Denverite found Virginia Avenue between Jersey and Quebec nearly barren of parked cars at noon Thursday, with one car parked illegally in the drop-off zone.

G.W. administrators expressed no concern, said Nancy Kuhn, a spokeswoman for the transportation department. Green School staffers expressed concerns but also “indicated a willingness to work with us and an openness to receiving suggestions for how to accommodate staff parking and drop off conditions on side streets,” Kuhn said.

Kuhn said DOTI will do a broader parking analysis and will address other neighborhood fears, including trash and recycling pickup and concerns about residents becoming disabled and needing a special parking space.

Denver’s goal of laying down its bike network faster seems to have met its first speed bump in the form of wary neighbors.

“What I think happened in this situation is, (DOTI’s) 2020 New Year’s resolution was to move faster,” Councilwoman Amanda Sawyer told Denverite. “This was their first attempt to do that and they just failed a little bit.”

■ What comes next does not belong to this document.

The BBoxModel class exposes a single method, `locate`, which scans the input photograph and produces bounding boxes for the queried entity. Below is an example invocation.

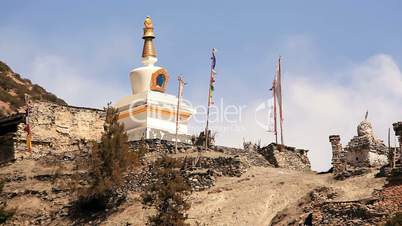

Sawyer said she has not taken a position on the bike lane, which is in her district, but said she has concerns about parking and qualms with the process. It happened too quickly and haphazardly, she said, though she added DOTI is taking neighborhood concerns seriously. Sawyer said she knew about the meeting beforehand but resented that the bike lane design was presented as a “done deal.”

A planned bike lane on Virginia Avenue has been on the books since 2011, when Denver Public Works released Denver Moves, its plan for the bicycle network, after a public process. Eight years later, Denver has committed to realizing a large chunk of that plan by 2023 with more rapid implementation — partly by combining striping with paving operations.

“We need these important mobility projects on the ground now,” said Piep van Heuven, who co-chairs the Denver Streets Partnership, a group that advocates for better walking, biking and transit. “They increase transportation options, keep kids and families safe, and address the climate crisis. Many of these projects have been vetted through public processes several times over already, and we can’t afford to slow the process over personal parking concerns. Ultimately safety and mobility have to be our first priority, and sometimes that takes tradeoffs.”

In the past, bike lanes available to all city residents have been watered down because of a few private residents’ concerns about parking. See: Stout Street in Curtis Park.

In a statement, DOTI spokeswoman Kuhn said the transportation department “is committed to implementing a network of better bike facilities in our city that make it more comfortable and viable for people to ride bikes — and to creating a bike network that connects people to the places they want to go.”

Paving and implementation is scheduled for this summer.

Correction: Tim Rooney’s name was originally misspelled in this story.